5 Ways to Celebrate Memorial Day
1. Host a veteran. Memorial Day is about those we lost in war, but any activity that heightens our awareness of that experience is bound to be educational. Invite a veteran to your classroom. Ask him or her to share lunch with you. Brainstorm questions with the students ahead of time so they’re ready.
2. Write letters. Has your community recently lost a soldier? Make a class card for that fallen soldier’s family. Do you have students whose relatives are serving our country? Do the same, thanking them for their service. Remind the students that many of those who now serve have lost friends in the line of duty, and make that Memorial Day connection.
3. Read The Wall by Eve Bunting. It’s a children’s book, but it’s touching no matter what your students’ ages. Talk about The Wall. Ask students what they would design if they could create a memorial for our fallen soldiers. Art projects may result!
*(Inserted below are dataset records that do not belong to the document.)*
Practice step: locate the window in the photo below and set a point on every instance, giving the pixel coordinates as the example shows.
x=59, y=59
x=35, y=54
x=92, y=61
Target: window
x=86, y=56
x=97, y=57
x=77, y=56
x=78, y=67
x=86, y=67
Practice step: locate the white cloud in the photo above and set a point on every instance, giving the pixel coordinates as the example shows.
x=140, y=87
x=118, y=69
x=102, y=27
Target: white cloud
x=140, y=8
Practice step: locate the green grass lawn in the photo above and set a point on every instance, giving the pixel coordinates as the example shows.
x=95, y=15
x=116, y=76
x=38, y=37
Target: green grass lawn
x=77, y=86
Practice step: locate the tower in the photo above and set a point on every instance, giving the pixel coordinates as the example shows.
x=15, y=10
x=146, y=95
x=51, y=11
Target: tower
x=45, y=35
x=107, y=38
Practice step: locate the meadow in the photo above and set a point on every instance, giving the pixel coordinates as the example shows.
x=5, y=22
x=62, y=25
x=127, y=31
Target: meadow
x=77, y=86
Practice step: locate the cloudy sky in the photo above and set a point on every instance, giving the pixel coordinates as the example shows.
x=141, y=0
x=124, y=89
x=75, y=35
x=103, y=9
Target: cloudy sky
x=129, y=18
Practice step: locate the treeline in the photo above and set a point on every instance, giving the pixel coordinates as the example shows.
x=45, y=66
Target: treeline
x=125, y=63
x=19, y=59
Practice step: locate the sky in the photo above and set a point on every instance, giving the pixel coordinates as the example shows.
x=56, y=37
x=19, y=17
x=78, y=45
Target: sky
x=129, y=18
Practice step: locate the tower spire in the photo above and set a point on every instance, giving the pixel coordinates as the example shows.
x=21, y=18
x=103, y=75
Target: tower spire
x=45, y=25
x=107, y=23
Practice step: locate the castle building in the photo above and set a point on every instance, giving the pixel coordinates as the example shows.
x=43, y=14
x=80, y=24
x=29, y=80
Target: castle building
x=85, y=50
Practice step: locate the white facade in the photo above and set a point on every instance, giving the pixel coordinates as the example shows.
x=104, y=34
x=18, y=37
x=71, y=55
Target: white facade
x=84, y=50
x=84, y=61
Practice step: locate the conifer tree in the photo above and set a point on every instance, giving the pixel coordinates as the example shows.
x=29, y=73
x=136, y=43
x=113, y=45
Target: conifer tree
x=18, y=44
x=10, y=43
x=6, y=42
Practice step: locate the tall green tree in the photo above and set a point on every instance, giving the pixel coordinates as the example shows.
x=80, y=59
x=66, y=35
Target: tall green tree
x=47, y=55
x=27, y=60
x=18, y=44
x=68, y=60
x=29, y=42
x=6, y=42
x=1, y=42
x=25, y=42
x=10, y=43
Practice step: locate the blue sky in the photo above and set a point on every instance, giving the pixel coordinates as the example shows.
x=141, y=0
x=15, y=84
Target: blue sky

4. Make a graph. Do a little research and gather statistics on the numbers of soldiers lost in different wars. Make a graph. There’s a great online tool called Create a Graph that you can use. This can really drive the point home—a picture is truly worth a thousand words.
5. Read “In Flanders Field” by John McCrae. This is a great one for older students. It’s a beautiful poem penned in 1915, with a sweet story behind it. And while reading, you can define terms like tetrameter, sonnet, stanza, and rhyme scheme. Then let students try their hand at poetry that memorializes our fallen heroes.
These are just a few ideas, but hopefully they stir some creative juices. Put on your red, white, and blue thinking cap and come up with a way to put a personal face on Memorial Day for your students.
We all know kids are the best teachers, so rest assured—your classroom support of our fallen heroes will spread from family to family.
Make a memory for your students this Memorial Day.